Вступив в конфликт с уже ставшим классиком писателем, Катков прекрасно понимал, чем это все может закончиться. Как философ, крупный социолог своего времени, переживший либерально-демократические увлечения и ставший на позицию государственного консерватизма, он одновременно был выдающимся журналистом и редактором. В «Русском вестнике» печатались лучшие произведения современной отечественной литературы. Среди них тексты Тургенева, Гончарова, Лескова, Достоевского, Льва Толстого, Мельникова-Печерского, Аксакова, Тютчева, Фета, Плещеева, исследования Ф. И. Буслаева, С. М. Соловьева. Из произведений Л. Н. Толстого на страницах журнала увидели свет «Казаки», «Война и мир», «Анна Каренина».

Тем более странным выглядит отказ в публикации VIII части «Анны Карениной» и развернутое объяснение перед подписчиками журнала. По существу, Катков, весьма в общем плане указав на идейные разногласия с Толстым, в редакционном сообщении ушел от прямого разбирательства конфликта, мотивировав свой отказ тем, что роман заканчивается смертью героини, и этого вполне достаточно.

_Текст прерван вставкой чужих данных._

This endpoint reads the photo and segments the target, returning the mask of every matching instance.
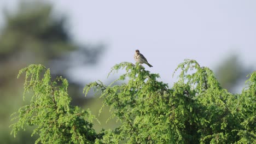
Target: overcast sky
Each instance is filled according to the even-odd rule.
[[[12,7],[18,1],[0,0],[0,5]],[[88,76],[105,80],[114,64],[133,63],[136,49],[153,65],[146,69],[167,83],[185,58],[212,69],[233,53],[247,65],[256,62],[256,1],[48,1],[68,15],[76,41],[106,44],[97,67],[75,69],[78,75],[86,73],[82,81]]]

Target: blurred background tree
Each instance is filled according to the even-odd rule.
[[[245,87],[246,76],[254,71],[253,68],[243,63],[238,55],[231,53],[218,63],[214,72],[222,87],[235,93]]]
[[[16,79],[19,70],[30,64],[42,64],[52,69],[54,77],[68,77],[70,74],[67,71],[74,63],[81,66],[95,64],[104,46],[85,46],[74,43],[66,28],[67,18],[54,13],[49,3],[21,1],[16,11],[5,10],[3,14],[4,25],[0,33],[0,141],[33,143],[34,138],[31,137],[29,131],[14,139],[8,128],[10,114],[24,104],[24,80]],[[85,99],[81,88],[84,86],[69,80],[73,104],[83,105]]]

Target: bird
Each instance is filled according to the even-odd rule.
[[[147,59],[143,56],[143,55],[141,54],[139,52],[139,50],[135,50],[135,54],[134,55],[134,59],[135,59],[135,61],[137,63],[139,63],[140,64],[144,63],[148,65],[149,67],[153,67],[153,66],[148,62],[148,61],[147,61]]]

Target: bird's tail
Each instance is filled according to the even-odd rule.
[[[149,67],[153,67],[152,65],[150,64],[149,63],[147,63],[147,64],[148,65]]]

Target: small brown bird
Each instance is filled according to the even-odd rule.
[[[144,63],[148,65],[149,67],[153,67],[153,66],[150,64],[146,57],[143,56],[143,55],[139,53],[139,51],[138,50],[136,50],[135,51],[135,55],[134,55],[134,59],[136,62],[139,63],[140,64]]]

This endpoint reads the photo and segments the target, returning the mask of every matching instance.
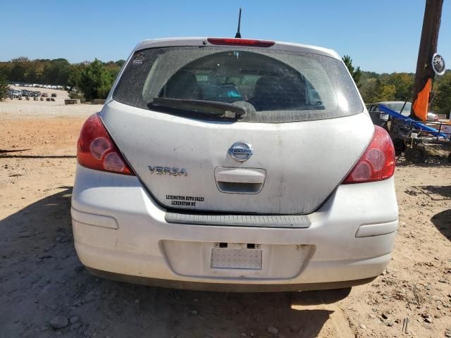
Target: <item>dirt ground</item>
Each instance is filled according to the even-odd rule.
[[[41,104],[49,103],[0,103],[1,337],[451,337],[451,166],[444,161],[400,160],[393,258],[369,284],[278,294],[137,286],[90,275],[73,247],[76,140],[101,107]]]

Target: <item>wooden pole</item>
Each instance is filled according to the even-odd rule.
[[[433,56],[437,52],[437,42],[443,5],[443,0],[426,0],[421,39],[418,51],[416,71],[412,89],[412,103],[416,100],[418,93],[424,87],[428,79],[433,79],[434,77],[435,74],[432,69],[431,62]],[[410,117],[415,118],[413,108],[410,111]]]

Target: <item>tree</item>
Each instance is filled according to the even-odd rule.
[[[3,101],[6,98],[8,88],[9,84],[6,77],[3,74],[0,74],[0,101]]]
[[[437,113],[447,114],[451,112],[451,73],[447,73],[440,79],[435,89],[435,98],[433,106]]]
[[[359,86],[360,82],[360,77],[362,77],[362,71],[360,70],[360,67],[357,67],[357,68],[354,68],[354,65],[352,65],[352,59],[349,55],[344,56],[342,60],[351,73],[351,76],[352,76],[354,82],[357,86]]]
[[[381,79],[370,79],[364,88],[360,90],[360,94],[366,104],[393,101],[396,94],[394,84],[389,84]]]
[[[394,100],[411,101],[412,89],[414,86],[414,76],[407,73],[394,73],[388,75],[388,84],[395,86]]]
[[[77,87],[82,92],[87,101],[106,99],[113,81],[111,73],[96,58],[82,71]]]

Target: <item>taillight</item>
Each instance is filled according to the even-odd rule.
[[[359,161],[343,181],[347,183],[364,183],[381,181],[395,173],[395,147],[388,133],[375,125],[373,139]]]
[[[134,175],[97,114],[89,116],[82,127],[77,159],[80,165],[89,169]]]
[[[252,47],[271,47],[276,42],[266,40],[254,40],[252,39],[233,39],[209,37],[206,39],[211,44],[223,46],[249,46]]]

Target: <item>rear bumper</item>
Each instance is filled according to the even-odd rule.
[[[304,229],[168,223],[165,215],[136,177],[78,167],[75,249],[83,264],[113,279],[235,291],[242,289],[237,285],[243,291],[345,287],[383,271],[397,227],[393,178],[340,186]],[[211,268],[209,248],[216,242],[260,244],[264,268]]]
[[[131,276],[119,273],[109,273],[87,268],[94,275],[109,280],[126,283],[140,284],[150,287],[181,289],[186,290],[214,291],[221,292],[280,292],[289,291],[328,290],[343,289],[366,284],[374,280],[376,277],[363,280],[345,282],[330,282],[328,283],[311,284],[225,284],[204,283],[201,282],[185,282],[183,280],[159,280],[144,277]]]

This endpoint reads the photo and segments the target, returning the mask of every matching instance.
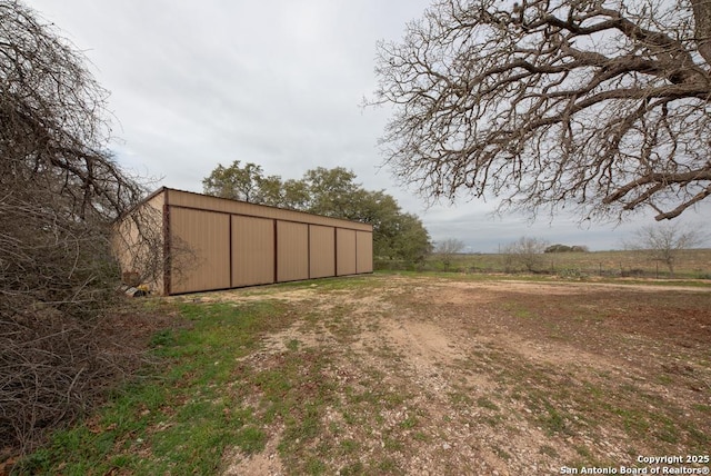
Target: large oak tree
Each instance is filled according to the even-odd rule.
[[[658,220],[711,195],[711,2],[440,0],[379,44],[382,146],[428,198]],[[572,206],[572,207],[571,207]]]

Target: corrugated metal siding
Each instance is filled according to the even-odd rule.
[[[230,216],[170,208],[170,237],[182,240],[194,259],[180,272],[171,264],[170,294],[230,287]]]
[[[356,231],[356,272],[373,272],[373,234]]]
[[[356,274],[356,231],[336,229],[336,275]]]
[[[277,221],[277,280],[309,279],[309,226]]]
[[[274,220],[232,216],[232,287],[274,282]]]
[[[336,276],[336,230],[320,225],[309,226],[309,277]]]
[[[328,218],[319,215],[306,214],[303,211],[284,210],[263,205],[247,204],[244,201],[227,200],[224,198],[210,197],[207,195],[192,194],[189,191],[167,189],[168,204],[180,207],[199,208],[202,210],[223,211],[233,215],[249,215],[253,217],[274,218],[284,221],[298,221],[302,224],[337,226],[351,228],[361,231],[371,231],[372,227],[367,224],[348,221],[339,218]]]

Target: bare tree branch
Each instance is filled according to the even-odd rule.
[[[387,163],[434,200],[679,216],[711,186],[711,8],[680,1],[438,1],[378,48]]]

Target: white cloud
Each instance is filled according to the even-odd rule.
[[[377,139],[388,109],[359,105],[375,87],[375,42],[398,40],[427,0],[32,0],[86,51],[111,91],[118,160],[158,185],[201,191],[218,163],[260,163],[299,178],[318,166],[352,169],[415,212],[435,240],[494,251],[520,236],[619,248],[634,222],[580,229],[574,217],[534,225],[491,218],[491,204],[425,209],[398,188]],[[709,208],[707,207],[708,211]],[[703,214],[691,215],[689,220]],[[705,214],[708,221],[709,214]],[[648,218],[649,220],[649,218]]]

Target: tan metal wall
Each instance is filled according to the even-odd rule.
[[[309,279],[309,226],[277,221],[277,280]]]
[[[356,231],[336,229],[336,275],[356,274]]]
[[[309,226],[309,277],[336,276],[336,230],[320,225]]]
[[[356,272],[373,272],[373,234],[356,231]]]
[[[268,207],[263,205],[247,204],[244,201],[228,200],[224,198],[210,197],[207,195],[192,194],[189,191],[164,189],[167,204],[171,206],[198,208],[201,210],[223,211],[232,215],[249,215],[261,218],[274,218],[286,221],[301,224],[324,225],[330,227],[350,228],[361,231],[372,231],[372,226],[357,221],[348,221],[340,218],[322,217],[320,215],[307,214],[303,211],[284,210],[282,208]]]
[[[189,270],[170,267],[170,294],[230,287],[230,216],[213,211],[171,207],[170,239],[181,240],[193,251]]]
[[[143,281],[154,292],[372,272],[372,226],[367,224],[168,188],[151,195],[134,212],[146,210],[154,217],[162,250],[147,259],[148,247],[137,242],[134,227],[123,220],[116,226],[114,252],[122,271],[132,275],[148,276],[141,262],[157,260],[159,266],[152,268],[158,272]]]
[[[274,282],[274,220],[232,216],[232,287]]]

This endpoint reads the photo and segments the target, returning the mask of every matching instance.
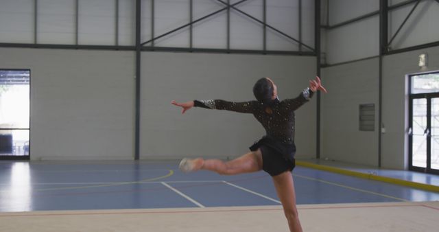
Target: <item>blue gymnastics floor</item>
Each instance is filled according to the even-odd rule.
[[[278,205],[263,172],[184,174],[178,161],[0,161],[0,211]],[[297,204],[439,200],[439,194],[296,167]]]

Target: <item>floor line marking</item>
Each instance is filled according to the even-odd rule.
[[[364,193],[366,193],[366,194],[374,194],[374,195],[377,195],[377,196],[383,196],[383,197],[386,197],[386,198],[388,198],[395,199],[395,200],[404,201],[404,202],[410,202],[410,200],[407,200],[405,199],[397,198],[396,196],[390,196],[390,195],[379,194],[379,193],[372,192],[372,191],[358,189],[358,188],[356,188],[356,187],[350,187],[350,186],[347,186],[347,185],[336,183],[334,183],[334,182],[323,181],[323,180],[320,180],[320,179],[318,179],[318,178],[312,178],[312,177],[309,177],[309,176],[302,176],[302,175],[298,175],[296,174],[293,174],[293,176],[298,176],[298,177],[308,179],[308,180],[317,181],[319,181],[319,182],[324,183],[325,184],[329,184],[329,185],[335,185],[335,186],[338,186],[338,187],[344,187],[344,188],[346,188],[346,189],[355,190],[355,191],[358,191],[358,192],[364,192]]]
[[[53,191],[53,190],[67,190],[67,189],[88,189],[93,187],[110,187],[110,186],[117,186],[117,185],[132,185],[132,184],[138,184],[143,183],[145,182],[150,182],[152,181],[160,180],[169,176],[171,176],[174,174],[174,170],[168,170],[169,172],[164,176],[147,178],[144,180],[141,180],[139,181],[128,181],[128,182],[121,182],[121,183],[115,183],[112,184],[104,184],[104,185],[91,185],[91,186],[76,186],[76,187],[58,187],[58,188],[50,188],[50,189],[36,189],[36,191]]]
[[[227,182],[227,181],[223,181],[223,182],[224,182],[224,183],[226,183],[226,184],[228,185],[233,186],[233,187],[236,187],[236,188],[238,188],[238,189],[241,189],[241,190],[244,190],[244,191],[248,192],[249,192],[249,193],[250,193],[250,194],[254,194],[254,195],[256,195],[256,196],[260,196],[260,197],[261,197],[261,198],[264,198],[268,199],[268,200],[271,200],[271,201],[274,201],[274,202],[276,202],[276,203],[278,203],[278,204],[282,204],[280,201],[278,201],[278,200],[276,200],[276,199],[273,199],[273,198],[270,198],[270,197],[268,197],[268,196],[265,196],[265,195],[257,193],[257,192],[254,192],[254,191],[252,191],[252,190],[250,190],[250,189],[246,189],[246,188],[242,187],[241,187],[241,186],[238,186],[238,185],[234,185],[234,184],[233,184],[233,183],[229,183],[229,182]]]
[[[337,204],[335,204],[337,205]],[[300,205],[298,205],[298,209],[302,210],[316,210],[316,209],[362,209],[362,208],[387,208],[387,207],[421,207],[427,209],[431,209],[433,207],[429,207],[425,205],[414,204],[414,205],[357,205],[357,206],[325,206],[325,207],[307,207],[304,206],[302,207]],[[436,209],[437,208],[434,208]],[[194,209],[182,209],[182,210],[157,210],[157,211],[108,211],[108,210],[102,210],[102,211],[82,211],[75,212],[75,211],[61,211],[60,213],[56,212],[51,212],[49,213],[34,213],[34,212],[8,212],[6,213],[0,213],[0,218],[7,217],[41,217],[41,216],[89,216],[89,215],[123,215],[123,214],[158,214],[158,213],[216,213],[216,212],[239,212],[239,211],[278,211],[283,210],[281,207],[279,208],[254,208],[254,209],[211,209],[210,208],[204,208],[201,210]],[[122,211],[121,209],[117,209],[117,211]],[[12,214],[11,214],[12,213]],[[25,214],[23,214],[25,213]]]
[[[182,192],[176,189],[175,188],[174,188],[172,186],[165,183],[165,182],[162,182],[161,183],[162,185],[169,187],[171,190],[175,192],[176,193],[177,193],[178,195],[184,197],[185,198],[187,199],[189,201],[191,202],[192,203],[196,205],[198,207],[200,207],[200,208],[205,208],[206,207],[201,205],[200,202],[198,202],[198,201],[191,198],[189,196],[188,196],[187,195],[183,194]]]
[[[137,183],[137,184],[159,184],[161,183],[161,181],[148,181],[145,182],[145,181],[120,181],[120,182],[69,182],[69,183],[32,183],[31,185],[115,185],[115,184],[121,184],[125,185],[127,183]],[[166,181],[166,183],[222,183],[222,181]],[[10,186],[10,184],[5,183],[0,183],[0,186],[5,185]],[[26,185],[27,186],[27,185]]]

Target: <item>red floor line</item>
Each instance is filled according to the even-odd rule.
[[[298,210],[307,209],[355,209],[355,208],[380,208],[380,207],[424,207],[429,209],[439,210],[439,209],[426,205],[364,205],[364,206],[340,206],[340,207],[299,207]],[[217,213],[217,212],[239,212],[239,211],[281,211],[277,209],[218,209],[218,210],[185,210],[185,211],[141,211],[141,212],[96,212],[96,213],[41,213],[41,214],[10,214],[1,215],[0,218],[7,217],[41,217],[41,216],[86,216],[86,215],[115,215],[115,214],[158,214],[158,213]]]

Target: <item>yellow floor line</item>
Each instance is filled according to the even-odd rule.
[[[414,187],[414,188],[420,189],[423,190],[439,192],[439,186],[436,186],[436,185],[427,185],[427,184],[417,183],[417,182],[401,180],[401,179],[397,179],[392,177],[377,176],[375,174],[351,171],[351,170],[344,170],[339,167],[322,165],[320,164],[316,164],[316,163],[309,163],[305,161],[296,161],[296,164],[302,167],[337,173],[337,174],[346,175],[346,176],[355,176],[355,177],[362,178],[365,179],[374,180],[374,181],[381,181],[381,182],[388,183],[394,184],[394,185]]]

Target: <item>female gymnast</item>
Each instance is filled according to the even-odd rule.
[[[210,100],[185,103],[172,101],[171,104],[182,108],[182,113],[193,106],[252,113],[267,133],[250,148],[251,152],[237,159],[224,162],[219,159],[185,158],[180,163],[180,169],[185,172],[205,170],[223,175],[264,170],[272,178],[290,231],[302,231],[296,207],[296,194],[291,174],[295,167],[294,111],[308,102],[317,91],[327,93],[318,77],[310,80],[309,87],[303,90],[298,97],[280,101],[274,82],[268,78],[263,78],[253,86],[253,93],[257,101],[232,102]]]

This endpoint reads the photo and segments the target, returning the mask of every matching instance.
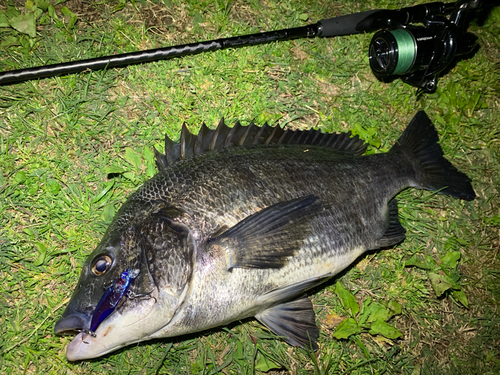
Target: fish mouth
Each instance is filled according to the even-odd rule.
[[[54,333],[57,335],[71,335],[82,332],[90,326],[90,316],[75,312],[57,321]]]

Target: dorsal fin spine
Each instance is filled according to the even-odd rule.
[[[269,126],[267,122],[258,127],[253,120],[248,126],[242,126],[239,121],[229,128],[222,118],[215,130],[209,129],[205,123],[201,125],[198,135],[189,131],[187,125],[182,125],[178,143],[165,136],[165,154],[155,150],[156,165],[160,171],[194,155],[221,150],[235,146],[251,146],[259,144],[323,146],[360,155],[366,151],[366,144],[358,136],[347,133],[321,133],[319,130],[282,129],[279,126]]]

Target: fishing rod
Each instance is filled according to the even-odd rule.
[[[481,3],[480,0],[461,0],[455,3],[421,4],[398,10],[369,10],[302,27],[0,72],[0,85],[226,48],[298,38],[352,35],[382,29],[374,35],[369,48],[370,66],[375,76],[385,82],[401,78],[421,90],[434,92],[439,74],[457,56],[469,54],[476,47],[477,37],[466,29],[470,14],[481,8]]]

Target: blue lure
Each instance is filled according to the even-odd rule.
[[[139,275],[139,270],[129,268],[121,274],[118,280],[113,282],[113,285],[106,289],[95,308],[94,315],[92,315],[90,330],[88,331],[90,336],[95,337],[97,327],[123,303],[129,294],[130,284],[137,275]]]

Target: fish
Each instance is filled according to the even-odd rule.
[[[405,239],[400,191],[475,198],[438,141],[423,111],[388,152],[369,155],[350,132],[223,119],[193,135],[183,125],[179,142],[165,137],[165,153],[155,150],[158,173],[129,196],[82,267],[54,327],[76,335],[67,359],[249,317],[292,346],[318,349],[308,292],[364,252]],[[127,293],[143,297],[124,298],[91,326],[124,269],[137,270]]]

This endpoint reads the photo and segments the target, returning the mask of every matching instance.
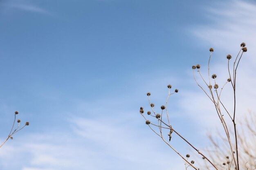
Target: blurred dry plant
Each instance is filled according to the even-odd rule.
[[[16,128],[14,130],[13,130],[13,128],[14,127],[14,126],[15,125],[15,123],[16,122],[16,115],[18,115],[18,113],[19,113],[19,112],[17,111],[14,112],[14,120],[12,124],[12,126],[11,127],[11,131],[10,131],[10,133],[9,133],[9,135],[7,137],[7,138],[5,139],[4,141],[2,144],[0,145],[0,148],[1,148],[2,146],[4,145],[4,144],[5,144],[5,142],[6,142],[9,139],[13,139],[13,138],[12,137],[12,136],[13,135],[14,135],[15,133],[17,133],[20,130],[21,130],[22,129],[24,128],[25,126],[29,126],[29,122],[28,121],[27,121],[25,123],[25,124],[24,125],[23,125],[22,127],[20,127],[20,119],[18,119],[17,120],[17,123],[18,123],[18,125],[17,126]]]
[[[220,88],[219,88],[219,85],[216,83],[217,75],[215,74],[213,74],[211,75],[210,75],[210,62],[211,56],[213,52],[213,49],[212,48],[210,48],[209,49],[210,54],[208,63],[208,77],[207,79],[205,79],[203,77],[202,74],[200,72],[200,66],[199,64],[193,65],[192,66],[194,78],[196,84],[203,91],[207,97],[211,100],[211,103],[213,104],[214,110],[216,111],[218,117],[221,123],[222,126],[224,130],[225,137],[223,137],[221,136],[220,138],[222,139],[222,141],[225,142],[225,144],[226,144],[225,145],[226,146],[225,150],[223,150],[223,148],[220,146],[215,142],[214,139],[212,137],[210,137],[211,142],[217,150],[216,152],[219,154],[218,155],[213,157],[212,154],[207,151],[205,152],[206,154],[207,154],[207,156],[205,155],[206,154],[203,154],[201,152],[198,148],[195,148],[194,145],[192,145],[190,142],[188,141],[183,136],[177,132],[176,129],[172,126],[170,124],[168,115],[167,103],[170,95],[175,93],[177,93],[178,91],[177,89],[175,89],[173,93],[171,93],[170,90],[172,86],[171,85],[167,86],[167,88],[168,89],[168,95],[165,104],[162,106],[160,107],[162,110],[160,114],[157,113],[154,109],[155,105],[154,104],[151,103],[150,101],[150,96],[151,95],[150,93],[147,93],[149,105],[153,113],[151,114],[151,112],[149,111],[147,112],[147,115],[149,116],[156,118],[157,120],[156,123],[153,123],[148,119],[146,119],[146,116],[144,114],[144,110],[143,108],[142,107],[140,108],[139,112],[146,120],[146,124],[148,126],[149,128],[155,133],[160,137],[166,144],[186,161],[185,166],[186,170],[188,169],[189,167],[192,168],[195,170],[199,170],[199,168],[195,166],[194,164],[195,161],[193,160],[191,161],[188,160],[188,159],[190,157],[189,155],[187,155],[186,156],[186,157],[182,156],[171,144],[171,142],[168,142],[171,140],[172,133],[175,133],[177,134],[177,136],[187,143],[191,147],[191,148],[195,150],[198,154],[200,155],[203,159],[204,159],[204,161],[208,162],[208,163],[205,162],[206,165],[202,167],[204,167],[204,168],[207,168],[209,170],[228,169],[239,170],[239,165],[240,164],[240,158],[241,158],[242,160],[242,163],[241,164],[244,166],[244,167],[242,168],[242,169],[243,169],[244,168],[246,167],[245,166],[246,166],[245,164],[249,164],[249,165],[248,166],[247,166],[247,167],[250,168],[248,168],[246,169],[252,170],[256,169],[255,152],[254,152],[254,155],[252,155],[250,152],[250,148],[246,148],[246,145],[245,144],[247,142],[245,139],[246,137],[243,136],[243,134],[244,134],[243,133],[240,133],[240,135],[238,135],[238,130],[236,129],[236,121],[237,120],[236,117],[236,72],[238,64],[243,55],[245,52],[247,51],[247,48],[245,47],[245,43],[241,43],[240,46],[240,51],[238,54],[235,58],[233,64],[232,64],[233,65],[231,68],[230,68],[229,62],[230,60],[232,58],[232,56],[229,54],[226,56],[228,60],[227,68],[229,77],[228,77],[226,82],[222,86],[222,88],[220,89]],[[203,85],[200,85],[198,83],[195,76],[195,70],[197,71],[196,72],[198,74],[199,76],[203,82]],[[222,91],[228,83],[230,83],[231,84],[230,87],[232,88],[233,91],[233,94],[231,96],[233,96],[233,98],[234,98],[233,107],[231,110],[228,110],[221,99],[221,95]],[[164,110],[165,110],[164,113]],[[228,120],[232,122],[233,124],[232,128],[228,127],[228,126],[226,123],[226,120],[224,119],[225,115],[227,115],[228,118]],[[163,118],[163,116],[164,116],[165,118]],[[254,121],[253,123],[255,124],[256,122]],[[255,133],[254,133],[255,136],[255,134],[256,134],[255,133],[256,130],[252,128],[252,126],[249,123],[247,124],[247,127],[249,130]],[[168,137],[167,137],[167,134],[168,134]],[[167,141],[168,141],[168,142]],[[240,143],[239,147],[238,147],[238,142]],[[243,148],[243,145],[245,146]],[[245,148],[247,150],[244,149],[245,148]],[[255,146],[254,148],[256,149],[256,147]],[[240,150],[241,150],[240,153]],[[256,151],[256,149],[254,151],[254,152],[255,151]],[[245,157],[243,157],[245,154],[249,157],[250,157],[250,159],[252,159],[252,161],[250,161],[249,162],[249,159],[248,159],[247,161],[246,161],[247,159],[245,161]],[[221,161],[220,159],[218,159],[221,158],[221,155],[225,155],[225,157],[227,158],[228,157],[228,159],[226,158],[229,160],[226,161],[227,162],[222,162],[223,161]],[[230,158],[229,158],[229,156],[227,156],[229,155],[230,155]],[[227,164],[227,166],[223,166],[226,164]],[[252,167],[254,168],[252,168]],[[201,168],[201,169],[202,168]]]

Посыл Каткова возымел свое действие в полемике, развернувшейся вокруг финальной части романа между представителями разных идейно-политических направлений221. «Полемические красоты» были весьма разносторонними – от полного неприятия романа до упоительных восторгов в его адрес. Одни не видели в романе современной действительности, относя его к архаике. Другие, напротив, почувствовали в нем «злобу дня». Третьи доказывали, что «Анна Каренина» – это два романа. Четвертые восхищались эстетической целостностью произведения. Многие воспринимали роман как похвалу «преданиям» «изящной словесности» и «большому свету». Блистательный великосветский роман. П. Ткачев, назвавший в первой памфлетной статье (1875) «Анну Каренину» «новейшей эпопеей барских амуров», доведенных до «узкого художественного теоретизма», что, по убеждению Э. Г. Бабаева является «синонимом пустоты и бессодержательности», в другой статье (1878) уподобил роман «салонному художеству», которое в силу натурализма Толстого из чистого искусства превратилось в «грязное». В редакционной статье «Отечественных записок» Толстой предстал как бытописатель высших кругов общества, для которого несомненна твердость жизненных позиций таких героев, как «вороной жеребец Вронский, ученый Кознышев», «бонвиван Облонский, чиновник Каренин». Они «не знают колебаний и сомнений насчет своего жизненного пути». Левин же, хотя и отличается порою твердостью, «не имеет нравственного равновесия». Подобный взгляд, как считает. Э. Г. Бабаев, был направлен против Достоевского, для которого Облонский – «шаткий человек», а Левин – «почвенный», твердый, основательный.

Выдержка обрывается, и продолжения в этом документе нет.